Polygon Labs is the creative arm of the Polygon blockchain, a solution that allows for better scalability on the Ethereum blockchain. For Senior VP of Marketing Jennifer Kattula, it’s strange territory in which to find herself, given her past roles at incumbent tech and financial giants Meta, Microsoft and American Express. Yet in less than one year, Kattula has not only achieved a smooth transition but has catapulted Polygon into one of the most trusted brand partners in Web3.
Polygon Labs’ Jennifer Kattula is bridging blockchain with marketers
“Getting big brands on board in order to drive adoption is paramount,” Kattula said.
While crypto is still in a bear market, Kattula is paying close attention to the needs of developers, who are operating in a kind of productive hibernation. There is no playbook for building Web3, she said, so while Polygon plans for the long term, Kattula is keeping an eye on the relative peaks and valleys of the day-to-day.
What advice would you give to teens about using social media today?

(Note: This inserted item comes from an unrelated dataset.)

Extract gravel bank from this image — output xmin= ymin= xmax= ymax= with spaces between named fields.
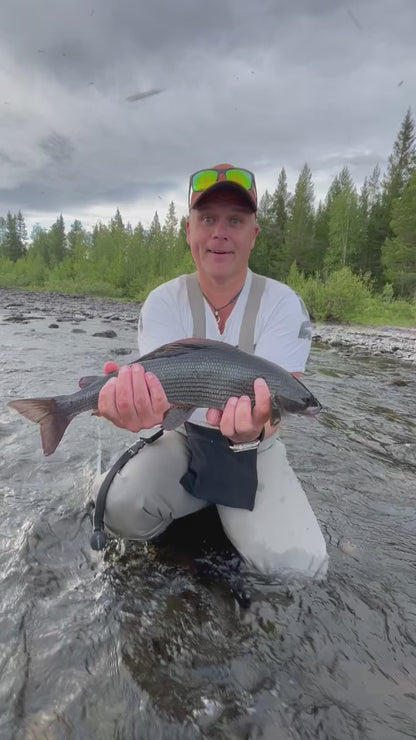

It’s vital that teens understand the value of privacy and having ownership over their own data. Mainstream social media is able to harvest, analyze and monetize personal information as they see fit. Conversely, Web3 unlocks a new world where each individual controls their own data and online identity. I’d encourage everyone to be well-informed on this so that they can make choices accordingly.
In addition, I would say for teens—and really, everyone—you have 24 hours in a day; use them wisely.
How is new technology changing the way you work?
Over the past few years, there’s obviously been a shift to remote or hybrid working. The Web3 space has always taken a decentralized approach to work, but new tools have emerged as other industries have caught up. Because we’re based globally, working asynchronously and effectively from wherever we need to be is critical for Polygon Labs.
There are two areas that have improved our efficiency and connection in a remote environment. First, Async voice or video notes. In our company culture, this can replace super long Slack messages or emails and create more human connection with your colleagues.
Another area that I am particularly excited about is the use of AI in marketing. We’ve already seen automation in marketing happen with things like CRM, etc. But AI is providing new ways to empower our marketing team. For example, anyone on the team can generate images using AI. We can use AI for starter content or even research. Today, AI is not replacing humans and I think the real power of AI will happen when I can train AI on our brand design system in order to scale some routine deliverables like decks or web pages. I also think there is an art to AI prompts and that’s something I’m spending a ton of time on.
What is the biggest technical leap you’ve had to adjust to in your career, and how did you do it?
The biggest technical leap in my career was moving to Web3. After 11 years at Meta, I felt ready for a change. I dove headfirst into the Web3 rabbit hole and formed enough of a conviction that this tech would completely transform the world that I joined the industry full-time. It was a massive learning curve, and after experiencing my first crypto winter, I realized that I was much more interested in blockchain technology than crypto itself. While the move away from traditional tech was not always straightforward, what kept me going was focusing on the potential of the space.